After entering the settings, all that’s left is to press a button and get a file that can be edited if necessary. Yes, I wanted to generate missions in advance, and not during the game, so that they could be tweaked.

The stages of generation

Let’s look into the generation process:


  1. The model receives a sequence as input and produces an answer — a vector of probabilities that the i-th cluster will be next. The algorithm rolls the dice, if the number is greater than the error chance, then we take the most probable one, otherwise random. This trick adds a little creativity and variety.
  2. The process continues until a given number of iterations. It’s greater than the number of spawns in any of the manually created missions.
  3. The sequence goes on; that is, each number accesses the saved data of the cluster and receives random values from them.
  4. The health inside the data is summed up, and everything that is greater than the expected health is thrown out of the sequence (its calculation was discussed above)
  5. Spawns are divided into waves depending on the specified health distribution and then divided into groups (so that several enemies appear at once), and their appearance time is given as the sum of action and free time of the previous group of spawns.
  6. The mission is ready!


Conclusions

So, this is a good tool that helped us speed up the creation of missions by several times. Additionally, it helped some designers to overcome the fear of ”writer’s block,” so to speak, since now you can get a ready-made solution in a few seconds.

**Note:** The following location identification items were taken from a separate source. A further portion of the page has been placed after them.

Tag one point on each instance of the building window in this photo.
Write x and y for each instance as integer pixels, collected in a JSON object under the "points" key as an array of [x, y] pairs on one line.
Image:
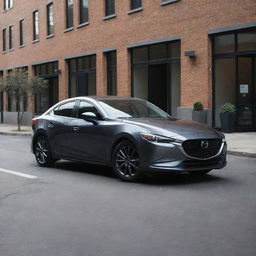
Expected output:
{"points": [[84, 11], [69, 14], [136, 4], [111, 73], [109, 7], [4, 39], [13, 104], [35, 25], [82, 79], [158, 64], [10, 37], [21, 32], [50, 19], [234, 66], [8, 4], [49, 95]]}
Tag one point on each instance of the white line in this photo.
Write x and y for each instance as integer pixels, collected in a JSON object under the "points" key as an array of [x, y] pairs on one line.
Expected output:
{"points": [[18, 174]]}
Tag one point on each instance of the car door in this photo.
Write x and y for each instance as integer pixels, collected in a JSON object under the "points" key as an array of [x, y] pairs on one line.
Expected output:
{"points": [[89, 140], [60, 129]]}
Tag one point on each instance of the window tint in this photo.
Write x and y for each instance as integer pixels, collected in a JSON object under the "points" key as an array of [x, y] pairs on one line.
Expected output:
{"points": [[66, 109], [87, 107]]}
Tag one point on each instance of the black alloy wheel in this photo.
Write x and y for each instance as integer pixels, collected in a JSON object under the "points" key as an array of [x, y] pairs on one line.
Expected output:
{"points": [[43, 152], [125, 161]]}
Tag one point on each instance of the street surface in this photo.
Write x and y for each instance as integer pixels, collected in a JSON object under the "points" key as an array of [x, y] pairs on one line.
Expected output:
{"points": [[74, 209]]}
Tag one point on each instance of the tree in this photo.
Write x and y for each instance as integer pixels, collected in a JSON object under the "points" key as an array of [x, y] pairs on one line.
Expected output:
{"points": [[18, 85]]}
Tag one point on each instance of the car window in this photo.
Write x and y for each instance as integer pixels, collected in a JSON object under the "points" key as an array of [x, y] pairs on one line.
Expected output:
{"points": [[87, 107], [66, 109]]}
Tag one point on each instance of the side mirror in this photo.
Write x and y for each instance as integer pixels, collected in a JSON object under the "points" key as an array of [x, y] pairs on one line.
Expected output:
{"points": [[89, 117]]}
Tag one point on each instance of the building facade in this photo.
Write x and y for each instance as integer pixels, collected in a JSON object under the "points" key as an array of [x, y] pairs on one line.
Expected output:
{"points": [[170, 52]]}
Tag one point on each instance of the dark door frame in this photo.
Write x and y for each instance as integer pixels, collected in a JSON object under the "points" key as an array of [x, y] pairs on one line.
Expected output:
{"points": [[235, 54]]}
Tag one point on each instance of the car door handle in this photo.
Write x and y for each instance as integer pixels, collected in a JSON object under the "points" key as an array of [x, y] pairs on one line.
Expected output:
{"points": [[50, 125], [76, 128]]}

In the article, using the example of mission generation, I tried to demonstrate how classical machine learning methods and neural networks can help in game development. There is a huge trend towards generative AI these days –but don't forget about other branches of machine learning, as they are also capable of a lot.


Thanks for taking the time to read this article! I hope you get the idea of both the approach to missions in generated locations and the generation of missions. Don't be afraid of learning new things, develop yourself, and make good games!